[ad_1]
In the remainder of this text, we’ll do a clustering evaluation of meals demand time collection. You’ll learn to:
- summarise a set of time collection utilizing characteristic extraction;
- use Okay-Means and a hierarchical methodology for time collection clustering.
The total code is obtainable on Github:
Information set
We’ll use a weekly meals gross sales time collection collected by the US Division of Agriculture. This information set incorporates details about meals gross sales by product class and subcategory. The time collection is break up by state, however we’ll use nationwide complete gross sales in every interval.
Under is a pattern of the information set:
Right here’s what the entire information appears to be like like:
Characteristic-based Time Collection Clustering
We’ll use a feature-based strategy to time collection clustering. This course of includes two fundamental steps:
- Summarise every time collection right into a set of options, reminiscent of the typical worth;
- Apply a standard clustering algorithm to the characteristic set, reminiscent of Okay-means.

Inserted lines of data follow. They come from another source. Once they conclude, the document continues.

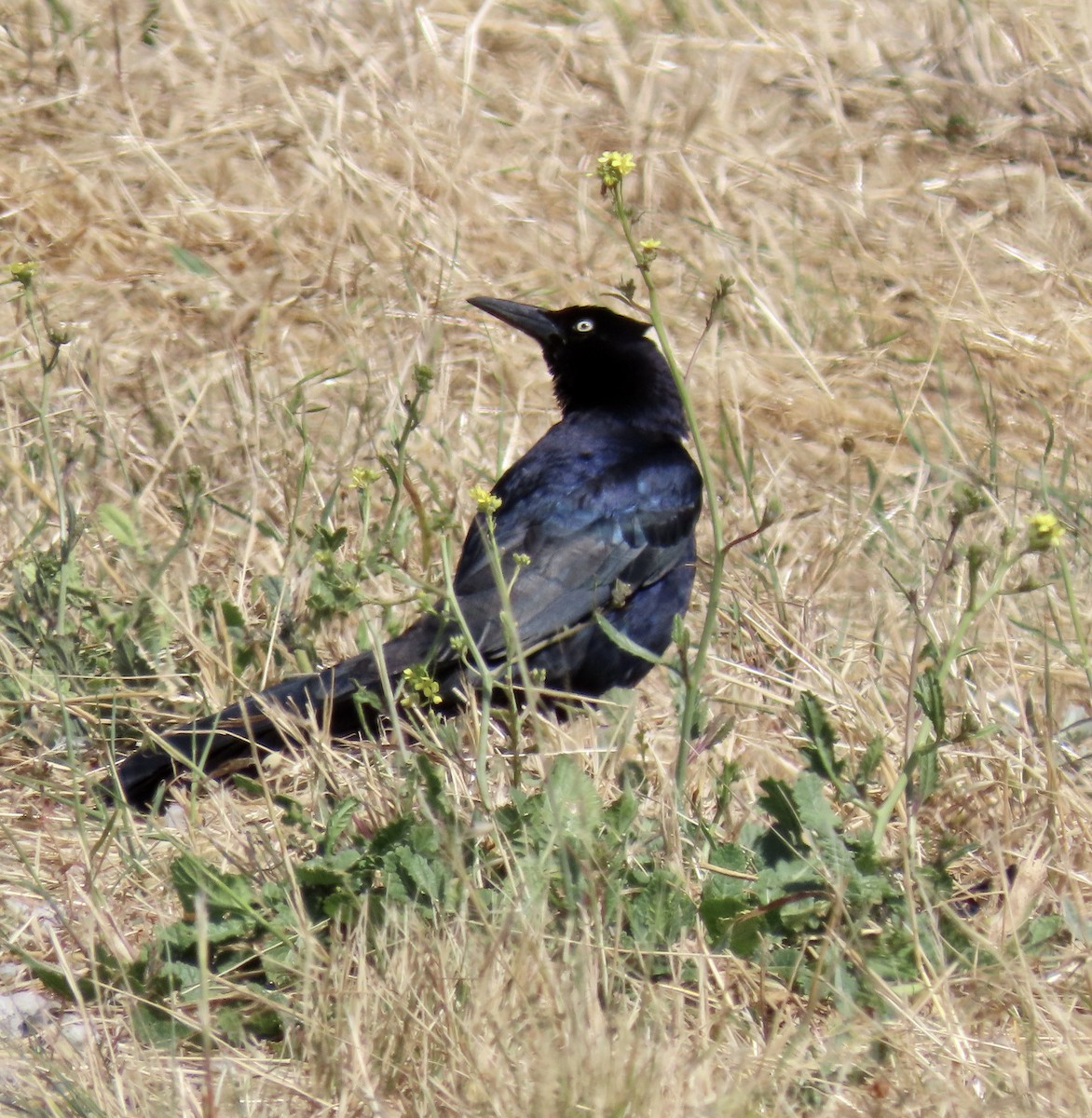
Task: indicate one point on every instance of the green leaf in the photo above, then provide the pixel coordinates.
(192, 263)
(117, 524)
(816, 727)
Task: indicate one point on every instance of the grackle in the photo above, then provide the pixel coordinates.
(589, 557)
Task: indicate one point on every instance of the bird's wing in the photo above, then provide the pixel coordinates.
(592, 531)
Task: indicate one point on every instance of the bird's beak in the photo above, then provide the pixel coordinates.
(533, 321)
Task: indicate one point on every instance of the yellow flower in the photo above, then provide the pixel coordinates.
(614, 166)
(485, 501)
(362, 478)
(426, 690)
(23, 272)
(1044, 531)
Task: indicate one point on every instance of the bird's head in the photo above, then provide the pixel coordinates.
(600, 361)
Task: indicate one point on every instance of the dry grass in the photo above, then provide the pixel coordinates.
(902, 194)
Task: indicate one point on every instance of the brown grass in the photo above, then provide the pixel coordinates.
(901, 193)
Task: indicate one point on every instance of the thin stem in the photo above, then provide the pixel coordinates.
(693, 675)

Let’s do every step in flip.
Characteristic extraction utilizing tsfel
We begin by extracting a set of statistics to summarise every time collection. The aim is to transform every collection right into a small set of options.
There are a number of instruments for time collection characteristic extraction. We’ll use tsfel, which offers a aggressive efficiency relative to different approaches [3].
Right here’s how you should utilize tsfel:
import pandas as pd
import tsfel# get configuration
cfg = tsfel.get_features_by_domain()
# extract options for every meals subcategory
options = {col: tsfel.time_series_features_extractor(cfg, information[col])
for col in information}
features_df = pd.concat(options, axis=0)
This course of ends in numerous options. A few of these could also be redundant, so we feature a characteristic choice course of.
Under, we apply three operations to the characteristic set:
- normalization: convert variables right into a 0–1 worth vary;
- choice by variance: take away any variable with 0 variance;
- choice by correlation: take away any variable with a excessive correlation with one other present one.
from sklearn.preprocessing import MinMaxScaler
from sklearn.feature_selection import VarianceThreshold
from src.correlation_filter import correlation_filter# normalizing the options
features_norm_df = pd.DataFrame(MinMaxScaler().fit_transform(features_df),
columns=features_df.columns)
# eradicating options with 0 variance
min_var = VarianceThreshold(threshold=0)
min_var.match(features_norm_df)
features_norm_df = pd.DataFrame(min_var.rework(features_norm_df),
columns=min_var.get_feature_names_out())
# eradicating correlated options
features_norm_df = correlation_filter(features_norm_df, 0.9)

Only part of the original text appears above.